La filière laine en Europe, une renaissance en vue ?

Entretien avec Laurent Moussier – Ingénieur agronome et fondateur de Transhumanz

Depuis la préhistoire le mouton est sélectionné pour sa laine, dont le commerce a notamment permis l’enrichissement de l’Angleterre médiévale. Aujourd’hui en Europe, la Politique Agricole Commune définit ce produit comme « déchet exceptionnel ». Suite à la concurrence accrue des fibres végétales puis synthétiques, en recul depuis 30 ans et pour des raisons de distorsion de concurrence et de changements de pratiques détruisant les filières de production, la laine de mouton est donc désormais considérée comme un sous-produit de l’élevage ovin. Au niveau européen des acteurs comme Laurent ont pris le parti de revaloriser la filière laine. Explications.

Le mouton, quels moutons ?

Le mouton (ovis aries) a été l’un des premiers animaux domestiqués et est le résultat d’une sélection par l’homme sur le mouflon il y a plus de 10 000 ans ! Actuellement il existe plus d’un milliard de moutons dans le monde dont 40% vivent en Asie, en Afrique 20 % et en Océanie-Australie env. 16% et l’Europe et les Amériques se partagent le reste. Il y a une multitude de races (de 500 à 600 dans le monde), on en compte rien qu’en France une soixantaine, en Allemagne une quarantaine et en Grande-Bretagne plus de soixante.

Au fil des siècles l’homme s’est attaché à formater le mouton selon ses besoins : d’abord pour conserver sa laine afin d’éviter la mue saisonnière, puis de favoriser (longueur, finesse) le sous-poil (laine) au détriment du poil (jarre) et enfin pour finir en bête à viande. On distingue quatre types de moutons : le mérinos pour sa laine, le mouton de pays, le mouton à viande et la brebis laitière.
On l’aura deviné la qualité des toisons de la laine de mouton varie beaucoup d’une race à l’autre, mais aussi d’un élevage à l’autre. Cette variation est due à un effet génétique ainsi qu’au milieu où il vit. Les pratiques des éleveurs telles que la date de tonte, l’alimentation ou encore l’élevage à l’herbe ou en bergerie ont un fort impact dans les qualités des toisons.

La tonte du mouton est essentielle pour son bien-être. Elle doit avoir lieu au moins une fois par an, au printemps, pour enlever les parties crottées sources d’infection, empêcher l’installation de parasites comme les mouches ou les tiques, et éviter les coups de chaleur à l’animal, la laine étant un excellent isolant et empêchant la sueur de s’évaporer. Mais que faire du surplus de laine produite par les moutons à viande qui est de moins en moins achetée par les consommateurs européens ? On la vend rarement, on la donne ou on la brûle… un comble !

Le top du top pour la laine : le mérinos, une question de micron et de territoire.

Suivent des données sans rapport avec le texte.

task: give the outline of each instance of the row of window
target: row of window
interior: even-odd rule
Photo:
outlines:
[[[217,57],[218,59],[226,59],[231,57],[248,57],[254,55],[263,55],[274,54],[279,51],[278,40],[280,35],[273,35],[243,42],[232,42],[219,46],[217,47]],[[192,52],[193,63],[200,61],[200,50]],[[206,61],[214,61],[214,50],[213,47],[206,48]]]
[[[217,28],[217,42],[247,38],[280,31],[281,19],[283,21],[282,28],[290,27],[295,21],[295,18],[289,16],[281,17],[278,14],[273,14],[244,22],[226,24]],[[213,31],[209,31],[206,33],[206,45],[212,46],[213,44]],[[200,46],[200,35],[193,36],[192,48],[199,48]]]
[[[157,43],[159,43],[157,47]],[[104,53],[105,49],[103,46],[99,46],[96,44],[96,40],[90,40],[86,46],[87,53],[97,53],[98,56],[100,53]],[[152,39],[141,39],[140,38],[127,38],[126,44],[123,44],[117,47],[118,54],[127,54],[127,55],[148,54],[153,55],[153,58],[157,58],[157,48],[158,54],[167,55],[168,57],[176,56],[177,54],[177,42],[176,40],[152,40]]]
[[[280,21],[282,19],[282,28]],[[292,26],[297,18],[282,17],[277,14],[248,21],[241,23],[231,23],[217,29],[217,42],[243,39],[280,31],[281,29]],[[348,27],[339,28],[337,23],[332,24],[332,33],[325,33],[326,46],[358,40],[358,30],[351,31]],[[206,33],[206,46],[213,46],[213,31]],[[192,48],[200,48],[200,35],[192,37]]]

Le mérinos est une race de moutons originaire du sud de l’Espagne élevée pour sa laine exceptionnellement fine (3 fois plus fine qu’une laine classique) dont la fibre mesure entre 14 et 21 microns alors que la laine traditionnelle peut faire jusqu’à 80 microns de diamètre (mais ça gratte drôlement à partir de 30 µ).
Si la plupart de la laine qu’on achète en Europe provient de mérinos d’Australie (où il n’y a que 4 races de moutons), de Chine ou de Nouvelle Zélande, c’est parce qu’elle est, certes, plus fine mais issue de croisement génétique et conçue pour fournir d’abord l’industrie du textile.

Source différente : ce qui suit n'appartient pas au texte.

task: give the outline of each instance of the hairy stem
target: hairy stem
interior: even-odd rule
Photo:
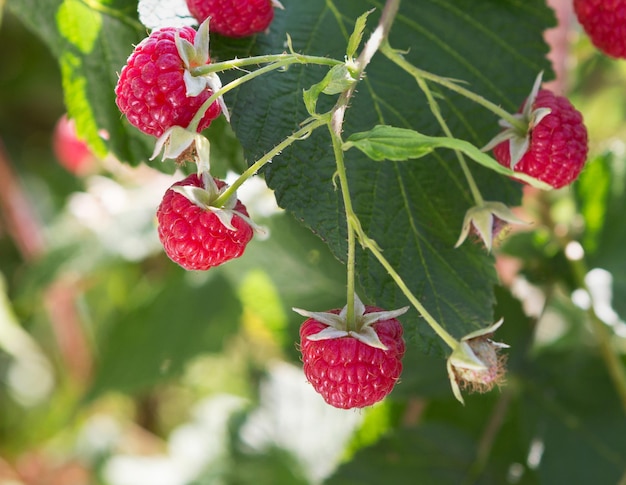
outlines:
[[[308,122],[298,131],[295,131],[291,136],[285,138],[282,142],[272,148],[269,152],[259,158],[252,165],[250,165],[250,167],[248,167],[248,169],[243,172],[237,178],[237,180],[235,180],[233,184],[228,187],[228,189],[226,189],[224,193],[222,193],[222,195],[215,199],[212,205],[215,207],[222,207],[246,180],[256,174],[266,163],[271,162],[272,158],[274,158],[276,155],[279,155],[285,148],[287,148],[292,143],[298,140],[304,140],[308,138],[316,128],[326,125],[328,124],[328,122],[328,115],[320,115],[319,117],[314,118],[312,121]]]
[[[363,46],[363,50],[356,59],[353,69],[353,75],[355,79],[360,79],[363,75],[365,68],[374,57],[374,54],[378,51],[380,44],[387,38],[389,29],[393,24],[393,20],[398,12],[400,6],[400,0],[387,0],[385,7],[383,8],[378,26],[372,32],[372,35]],[[343,161],[343,141],[341,139],[341,132],[343,131],[343,121],[346,114],[346,109],[350,102],[350,98],[354,94],[356,89],[356,83],[352,84],[346,89],[337,100],[334,108],[331,111],[331,120],[329,124],[330,137],[333,143],[333,151],[335,153],[335,161],[337,164],[337,176],[339,177],[339,183],[341,185],[341,194],[343,197],[344,210],[346,212],[347,232],[348,232],[348,275],[347,275],[347,302],[346,302],[346,320],[347,326],[350,328],[354,325],[354,280],[355,280],[355,231],[352,220],[356,219],[354,210],[352,209],[352,199],[350,198],[350,189],[348,187],[348,176],[346,174],[346,167]]]

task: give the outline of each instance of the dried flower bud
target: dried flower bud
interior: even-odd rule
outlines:
[[[498,354],[508,345],[491,340],[502,325],[499,320],[490,327],[472,332],[461,339],[448,359],[448,377],[454,396],[463,403],[461,389],[488,392],[503,382],[506,357]]]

Cependant il existe en Europe des mérinos qui fournissent une laine d’excellente qualité mais en petite quantité. En France (Provence-Alpes-Côte d’Azur, Isère, Drôme, Corse, Pyrénées-Atlantiques…), le mérinos d'Arles (issu d’un croisement entre une race locale et le mérinos) produit chaque année l’équivalent de 9 000 km de fibre. Quant au mérinos de Rambouillet, prototype du mouton à laine et élevé dans une consanguinité raisonnée à la Bergerie nationale de Rambouillet depuis 1786, il produit une laine fine, et a contribué au cours des XIXe et XXe siècles à améliorer les aptitudes lainières de diverses races de brebis, en France et ailleurs dans le monde.

En Grande-Bretagne où la laine anglaise dont le marché reste florissant avec ses 30 millions de kilos / an malgré une chute de 56% depuis 1990, est produite essentiellement dans le Yorkshire et est issue de divers croisements entre mérinos dont une bonne part provient de France mais ne représente que 4% de toutes les fibres utilisées au Royaume-Uni.

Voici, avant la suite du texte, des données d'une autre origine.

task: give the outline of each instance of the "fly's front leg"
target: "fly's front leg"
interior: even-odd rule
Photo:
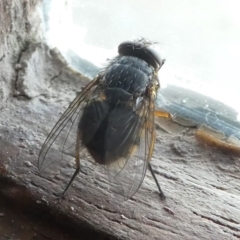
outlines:
[[[72,182],[74,181],[74,179],[76,178],[76,176],[78,175],[78,173],[80,171],[80,134],[79,134],[79,131],[77,133],[77,139],[76,139],[75,161],[76,161],[76,170],[75,170],[74,174],[72,175],[67,187],[65,188],[63,193],[60,195],[60,197],[63,197],[66,194],[69,187],[72,185]]]
[[[172,119],[172,115],[168,112],[163,112],[163,111],[160,111],[160,110],[155,110],[154,112],[155,116],[156,117],[163,117],[163,118],[169,118],[169,119]]]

En Allemagne hélas, le marché de la laine est devenu marginal car le mouton est surtout utilisé pour l’entretien des paysages, plutôt que pour sa viande et il y a de moins en moins d’éleveurs. La transhumance, elle va disparaître à coup sûr sous l’effet conjugué de l’activité humaine, d’extension des zones urbaines et de construction d’infrastructures.
On trouve cependant des initiatives locales comme Albmerinos (vêtements tricotés en Bavière et Bade-Wurtemberg) ou Nordwolle (vestes feutrées à base de laine du mouton de Poméranie orientale).

Quid de la laine

La laine de mouton, la fibre d'origine animale la plus utilisée, est récoltée par une coupe, la tonte, réalisée couramment avec une tondeuse électrique. Cette laine est ensuite lavée, cardée, filée et tissée ou bien feutrée. Pendant longtemps elle a alimenté fuseaux, rouets et métiers à tisser, puis elle a été un des piliers du développement industriel européen.

La laine est un bon isolant thermique, notamment du fait qu'elle emprisonne près de 80 % d'air dans son propre poids. Elle absorbe facilement l'humidité (1 kg de laine contient environ 150 g d'eau).

Elle est relativement étirable mais ne reprend que difficilement sa forme originelle. La laine est un matériau écologique, dans le sens où elle est renouvelable –non issu de pétrole comme le polyester ou l’acrylique, naturel et qu’elle demande peu d’énergie pour être produite. De plus, elle peut être produite sur place, ce qui n’est pas le cas du coton par exemple. La laine possède également une durée de vie exemplaire, ce qui permet de faire des habits très solides.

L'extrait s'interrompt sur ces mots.